There comes a time for many reloaders when the volume of their ammunition needs outgrows the function of their single-stage press. That's when it becomes time to start looking at progressive presses for handloading.
For those shooters who dispense a high volume of ammunition from their pistols, progressive presses can be a worthwhile investment.
When properly adjusted, and running right, the progressive can produce several hundred rounds per hour. There are many different types to choose from, but the basic premise is the same.The idea of the progressive is to perform multiple operations with each stroke of the press.
Most are auto-indexing, meaning that the shell plate will automatically rotate to the next station when the handle is pulled and pushed. De-priming, resizing, priming, flaring, installation of powder, bullet seating and crimping are all handled by different stations within the press. A store of powder is held in the powder thrower, which can be calibrated to drop a specific amount of powder, and is often activated by the case's mouth.
Some progressive presses use a metal tube to store the new primers, others feed them through means of a plastic strip. Either method must be watched carefully, as the detonation of a primer could start a chain reaction of primer explosions. Being in close proximity to an appreciable amount of powder, this scenario could end in tragedy.
I like the progressives with at least five stations, and preferably seven. This allows for a separate crimp die to be used, especially in the case of cartridges like the .45ACP, .40S&W and 9mm Luger, that require a squared case mouth for headspacing.
Powder throwers are simple devices, but can be finicky creatures. They must be calibrated precisely, and that may take some trial and error, but it's an important process. An overcharge of .2 grains can result in some very dangerous pressures. Equally, an undercharge can produce a lodged bullet or, at best, a squib load that rolls out of the barrel at a highly reduced velocity. I check the charge thrown often on a balance-beam scale to verify its weight and keep things safe.
One technique that will help keep things consistent is practicing your press stroke. The idea is to make sure to use the same amount of pressure each time you pull the lever, even if that seems to cut down on the volume of ammunition made per hour. Uniformity is the key here, and as things are sort of automated the press stroke can be a huge variable.
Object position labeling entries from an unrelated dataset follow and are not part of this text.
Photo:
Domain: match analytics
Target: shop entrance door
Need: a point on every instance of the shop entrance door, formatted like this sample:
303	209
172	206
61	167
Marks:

Mind you, once all stations are filled that one stroke of the ram will be responsible for seating a new primer, as well as seating a new bullet to the proper depth. That same stroke must be raised all the way up to properly and uniformly dispense the powder. The same can be said for seating depth.
As things progress (pun fully intended), it is not uncommon for the seating die to come out of adjustment. So, keep a close eye on the finished product, and measure often to assure yourself that the seating depth hasn’t changed.
I also like to segregate my brass into lots, defined by headstamp, so the crimp doesn’t get wacky if the brass gets slightly thicker or thinner.
Progressive presses can certainly be an asset to the high volume shooter, but they require a bit of babysitting. So keep your rig well adjusted and you’ll be cranking out good stuff for years to come.